Geisenfeld
Noch sind Sirenen unverzichtbar

Kommandant Robert Schaller über die Alarmierung der Bevölkerung und der Feuerwehraktiven

03.09.2021 | Stand 23.09.2023, 20:38 Uhr
Überblick auch im Katastrophenfall: Feuerwehrkommandant Robert Schaller in der Einsatzzentrale im Geisenfelder Feuerwehrgerätehaus. −Foto: Kohlhuber

Geisenfeld - Großbrand bei der GSB in Baar-Ebenhausen, und der Wind trägt den giftigen Raum in Richtung Geisenfeld. Die Bevölkerung muss dringend gewarnt werden! - Nur ein Gedankenspiel, doch würde diese Warnung in der Praxis auch funktionieren? Robert Schaller, Kommandant der Geisenfelder Stützpunktwehr, lässt keinen Zweifel daran, dass den guten, alten Sirenen hier nach wir vor eine zentrale Bedeutung zukommt. Und zum Glück sei die Großgemeinde damit "gut ausgestattet". Mit einer Ausnahme.

Ein Jahr ist er nun her, der bundesweite Warntag - der zu einem blamablen Flop wurde. Eine Überlastung des Systems sowie Missverständnisse bei den Zuständigkeiten ließen vielerorts die Sirenen stumm bleiben. Und auch die Benachrichtigung über Warn-Apps auf dem Smartphone funktionierte nur sehr mangelhaft. "Ich war an diesem Tag in München, und bei meiner Warn-App kam die später gegebene Entwarnung noch vor der Warnung selbst an", erinnert sich Robert Schaller.

Auch im Geisenfelder Gemeindegebiet war im September 2020 keine der Sirenen zu hören. Auch sie hätten damals einen einminütigen Heulton abgeben sollen - das Sirenensignal für einen Katastrophenalarm(siehe Kasten). Der Geisenfelder Kommandant verweist hier zum Unterschied auf den zweimal unterbrochenen Dauerton von einer Minute, der nur für die Aktiven der Feuerwehren von Relevanz ist.

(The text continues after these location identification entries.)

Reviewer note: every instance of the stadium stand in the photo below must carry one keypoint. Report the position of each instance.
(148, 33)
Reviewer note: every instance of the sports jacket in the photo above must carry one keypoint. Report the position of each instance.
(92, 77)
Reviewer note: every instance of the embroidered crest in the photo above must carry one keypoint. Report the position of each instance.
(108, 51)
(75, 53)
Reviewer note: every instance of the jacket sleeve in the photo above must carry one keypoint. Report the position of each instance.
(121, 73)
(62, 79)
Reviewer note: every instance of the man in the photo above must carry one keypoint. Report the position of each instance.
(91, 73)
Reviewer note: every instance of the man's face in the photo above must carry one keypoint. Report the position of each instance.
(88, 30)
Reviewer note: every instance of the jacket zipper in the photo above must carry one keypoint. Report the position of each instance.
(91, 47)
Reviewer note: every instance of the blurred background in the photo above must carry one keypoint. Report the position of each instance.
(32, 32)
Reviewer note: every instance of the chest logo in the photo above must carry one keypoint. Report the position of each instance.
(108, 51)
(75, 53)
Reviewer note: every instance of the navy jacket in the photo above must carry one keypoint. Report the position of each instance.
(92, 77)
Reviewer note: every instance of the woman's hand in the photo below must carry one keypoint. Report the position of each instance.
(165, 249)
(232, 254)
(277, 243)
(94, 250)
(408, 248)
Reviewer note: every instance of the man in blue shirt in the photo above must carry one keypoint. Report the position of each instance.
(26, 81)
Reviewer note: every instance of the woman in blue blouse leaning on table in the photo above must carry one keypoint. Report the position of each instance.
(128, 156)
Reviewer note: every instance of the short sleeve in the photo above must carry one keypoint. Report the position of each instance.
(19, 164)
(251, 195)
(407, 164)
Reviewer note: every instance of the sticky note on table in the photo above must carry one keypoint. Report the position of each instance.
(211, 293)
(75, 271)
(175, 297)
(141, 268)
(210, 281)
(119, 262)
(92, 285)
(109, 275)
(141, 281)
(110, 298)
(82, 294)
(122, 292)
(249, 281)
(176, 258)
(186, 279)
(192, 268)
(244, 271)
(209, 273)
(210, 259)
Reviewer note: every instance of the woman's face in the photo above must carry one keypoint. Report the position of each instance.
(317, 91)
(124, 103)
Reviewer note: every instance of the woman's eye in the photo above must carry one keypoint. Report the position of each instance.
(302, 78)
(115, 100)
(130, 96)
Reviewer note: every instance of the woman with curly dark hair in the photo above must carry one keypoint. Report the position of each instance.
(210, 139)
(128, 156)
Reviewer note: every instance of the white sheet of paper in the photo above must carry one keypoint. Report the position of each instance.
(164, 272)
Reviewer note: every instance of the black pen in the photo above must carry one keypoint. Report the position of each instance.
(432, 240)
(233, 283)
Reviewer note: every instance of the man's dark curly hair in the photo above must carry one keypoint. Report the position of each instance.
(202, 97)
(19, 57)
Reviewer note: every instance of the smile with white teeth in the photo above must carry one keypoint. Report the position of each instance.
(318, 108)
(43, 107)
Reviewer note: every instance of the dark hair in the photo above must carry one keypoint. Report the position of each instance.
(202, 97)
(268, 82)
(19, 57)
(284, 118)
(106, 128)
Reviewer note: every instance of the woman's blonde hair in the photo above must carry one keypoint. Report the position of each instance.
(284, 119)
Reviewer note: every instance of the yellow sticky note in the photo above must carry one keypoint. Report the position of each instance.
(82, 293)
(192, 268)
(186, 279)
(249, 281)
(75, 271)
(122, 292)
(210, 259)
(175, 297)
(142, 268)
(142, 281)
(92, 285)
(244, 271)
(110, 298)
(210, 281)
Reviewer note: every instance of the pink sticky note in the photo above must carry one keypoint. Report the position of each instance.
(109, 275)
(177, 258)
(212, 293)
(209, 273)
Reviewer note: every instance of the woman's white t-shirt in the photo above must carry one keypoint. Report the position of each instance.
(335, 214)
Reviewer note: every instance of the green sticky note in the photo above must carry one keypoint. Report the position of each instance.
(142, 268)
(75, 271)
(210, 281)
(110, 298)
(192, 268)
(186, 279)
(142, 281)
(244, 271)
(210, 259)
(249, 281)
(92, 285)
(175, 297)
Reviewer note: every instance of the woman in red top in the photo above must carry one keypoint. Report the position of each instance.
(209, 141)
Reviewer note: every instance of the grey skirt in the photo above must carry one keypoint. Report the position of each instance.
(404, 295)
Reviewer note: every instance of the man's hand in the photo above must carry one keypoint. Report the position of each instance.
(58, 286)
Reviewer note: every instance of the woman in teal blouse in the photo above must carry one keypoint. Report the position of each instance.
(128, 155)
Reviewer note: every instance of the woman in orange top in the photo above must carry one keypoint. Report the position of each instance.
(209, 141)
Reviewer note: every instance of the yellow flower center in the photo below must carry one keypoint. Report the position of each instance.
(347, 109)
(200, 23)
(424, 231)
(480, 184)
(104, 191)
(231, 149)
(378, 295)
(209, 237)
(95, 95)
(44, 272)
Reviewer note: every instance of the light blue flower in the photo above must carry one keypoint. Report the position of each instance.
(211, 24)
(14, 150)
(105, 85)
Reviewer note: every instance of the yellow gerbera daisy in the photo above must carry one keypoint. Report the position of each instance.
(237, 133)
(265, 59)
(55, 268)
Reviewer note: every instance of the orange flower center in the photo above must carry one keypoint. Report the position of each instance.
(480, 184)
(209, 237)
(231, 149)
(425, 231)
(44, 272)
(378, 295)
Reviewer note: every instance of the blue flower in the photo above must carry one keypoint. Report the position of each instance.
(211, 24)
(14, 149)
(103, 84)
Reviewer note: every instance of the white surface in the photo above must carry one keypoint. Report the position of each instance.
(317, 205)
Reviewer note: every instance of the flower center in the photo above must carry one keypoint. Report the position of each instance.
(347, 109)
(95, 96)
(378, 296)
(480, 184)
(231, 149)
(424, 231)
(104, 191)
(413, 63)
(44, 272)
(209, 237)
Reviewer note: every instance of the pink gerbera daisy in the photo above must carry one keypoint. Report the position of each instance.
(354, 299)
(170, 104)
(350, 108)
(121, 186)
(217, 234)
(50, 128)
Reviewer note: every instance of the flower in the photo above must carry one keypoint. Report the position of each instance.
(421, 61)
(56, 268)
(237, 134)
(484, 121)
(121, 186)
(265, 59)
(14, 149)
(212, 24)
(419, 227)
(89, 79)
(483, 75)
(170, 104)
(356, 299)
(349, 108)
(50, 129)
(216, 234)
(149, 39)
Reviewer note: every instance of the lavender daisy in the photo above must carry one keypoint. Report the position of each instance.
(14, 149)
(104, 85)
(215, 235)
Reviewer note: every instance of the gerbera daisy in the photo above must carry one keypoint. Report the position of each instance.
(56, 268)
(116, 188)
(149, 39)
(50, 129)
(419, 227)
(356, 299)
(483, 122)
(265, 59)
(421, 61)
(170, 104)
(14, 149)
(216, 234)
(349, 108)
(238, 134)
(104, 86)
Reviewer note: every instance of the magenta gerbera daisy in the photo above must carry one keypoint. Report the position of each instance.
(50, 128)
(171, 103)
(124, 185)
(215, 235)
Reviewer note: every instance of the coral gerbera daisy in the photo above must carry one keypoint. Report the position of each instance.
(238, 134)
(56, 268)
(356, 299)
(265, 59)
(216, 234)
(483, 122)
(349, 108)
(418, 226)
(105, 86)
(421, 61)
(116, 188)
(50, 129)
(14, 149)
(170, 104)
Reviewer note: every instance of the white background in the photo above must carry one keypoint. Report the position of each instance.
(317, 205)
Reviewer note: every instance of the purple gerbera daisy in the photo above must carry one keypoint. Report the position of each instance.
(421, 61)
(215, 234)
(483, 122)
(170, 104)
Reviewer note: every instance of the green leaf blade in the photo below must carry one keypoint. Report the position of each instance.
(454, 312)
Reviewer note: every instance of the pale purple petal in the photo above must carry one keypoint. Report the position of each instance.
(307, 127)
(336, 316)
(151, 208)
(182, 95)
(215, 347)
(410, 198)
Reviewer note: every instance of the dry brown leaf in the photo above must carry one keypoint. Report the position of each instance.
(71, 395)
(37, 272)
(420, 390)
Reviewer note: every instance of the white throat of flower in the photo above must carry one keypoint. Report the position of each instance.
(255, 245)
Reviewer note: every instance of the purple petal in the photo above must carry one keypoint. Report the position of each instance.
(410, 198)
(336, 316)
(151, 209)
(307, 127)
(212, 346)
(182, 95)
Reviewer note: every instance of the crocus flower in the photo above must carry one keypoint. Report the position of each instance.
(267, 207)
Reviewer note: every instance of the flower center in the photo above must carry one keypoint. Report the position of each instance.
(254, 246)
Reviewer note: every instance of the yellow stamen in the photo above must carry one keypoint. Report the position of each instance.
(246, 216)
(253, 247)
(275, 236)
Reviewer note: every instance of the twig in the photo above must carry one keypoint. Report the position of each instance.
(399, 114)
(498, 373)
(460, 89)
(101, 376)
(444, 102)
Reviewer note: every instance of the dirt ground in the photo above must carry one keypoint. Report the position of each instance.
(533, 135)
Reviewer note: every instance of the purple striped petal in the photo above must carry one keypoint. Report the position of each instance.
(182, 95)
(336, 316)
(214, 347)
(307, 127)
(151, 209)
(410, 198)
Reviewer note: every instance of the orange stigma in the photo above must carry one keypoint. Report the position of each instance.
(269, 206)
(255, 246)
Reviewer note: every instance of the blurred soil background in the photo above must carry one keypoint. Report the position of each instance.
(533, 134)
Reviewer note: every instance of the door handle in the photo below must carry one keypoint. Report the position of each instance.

Er bedeutet für diese eine Alarmierung zu einem dringenden Einsatz.

In den 1990er Jahren, nach dem Ende des Kalten Krieges, wurden vielerorts die Sirenen demontiert - in der Annahme, dass sie nicht mehr benötigt werden. Nicht so in Geisenfeld. "Im Stadtgebiet haben wir drei funktionstüchtige Sirenen, nämlich auf dem Wasserturm, auf dem Historischen Rathaus und auf dem Feuerwehrgebäude", berichtet Schaller. "Und in den Ortsteilen überall dort, wo sich eine Feuerwehr befindet."

Auch dort hat die Automatisierung Einzug gehalten. Bis vor etwa 15 Jahren sei die Aktivierung der Sirene noch recht umständlich gewesen, erzählt der Geisenfelder Kommandant. "Da wurde im Alarmierungsfall der jeweilige Kommandant angerufen. Der ist dann zur Sirene gefahren und hat den Alarm per Knopfdruck ausgelöst." Jetzt, so Schaller, könne dies die Leitstelle erledigen, "und zwar sowohl einzeln als auch gebündelt".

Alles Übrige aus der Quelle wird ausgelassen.